From struggle to survival, from loss to love, the most recent production by the Visual and Peforming Arts Department and Worcester State Theatre tells the story of two survivors of the Armenian Genocide. “Beast on the Moon” by Richard Kalinoski opened in Fuller Theater April 16-19, in recognition of the 100th anniversary of the beginning of the Armenian Genocide in the Ottoman Empire during World War I.
While one of the first genocides to occur in modern history (indeed, the word genocide was first used to describe the destruction of the Armenians) the Armenian Genocide is not as well known to Americans as the genocides of Rwanda or Hitler’s Holocaust. This, perhaps, is because the American government has yet to recognize the Armenian Genocide as a genocide, due to fear of worsening relations with Turkey (who denies the genocide took place), a key ally in the War on Terror in the Middle East.
Tickets for the play are available through VPABoxOffice@worcester.edu 508-929-8843, at the Student Center, or at the door. The tickets are $14 general public, $10 senior citizens, and $7 students. WOO card holders receive a discount.
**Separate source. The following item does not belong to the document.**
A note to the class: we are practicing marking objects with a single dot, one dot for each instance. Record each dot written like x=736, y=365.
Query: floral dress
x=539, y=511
Flordelino Lagundino, the director of the play, wants the play and the emotional distress of the characters to raise further awareness of the struggle of the Armenians with an American audience. “My goal is to tell stories that have gone unheard,” said Lagundino. “With Beast on the Moon, I want to make sure that the story of the Armenians is taken care of, heard, and witnessed.”
Set in Milwaukee during the 1920s, Beast on the Moon tells the story of Aram, who has lost his entire family in the genocide, who orders an Armenian mail-order bride so that he may start a new family. However, complications arise when his bride, the young Seta, proves unable to have children.
Angela Georger, who plays the role of Seta, spoke about the opportunity she had to play the character. “As a junior in the Worcester State VPA Department, I’ve played my fair share of interesting characters. However, there is just something about Seta that made me fall head over heels in love with her,” she said. “It might be her wit, her kindness, or her sheer will. She has the most incredible story of hope and survival; the audience will have to decide for themselves whether I do justice to such an incredible character and heartbreaking play.”
The premiere of Beast on the Moon also kicks off the Visual and Performing Arts Department’s “Extreme ART-ery,” where the campus comes alive with a wide array of artistic events. Following Beast on the Moon are the opening of the Student Thesis Art Show, where VPA Majors exhibit the culmination of their work at the Mary Cosgrove Dolphin Gallery, located on the first floor of the Science & Tech building, and the Bon Voyage Concert performed by the WSU Chorus and Choral groups, as they prepare for their tour of Scotland.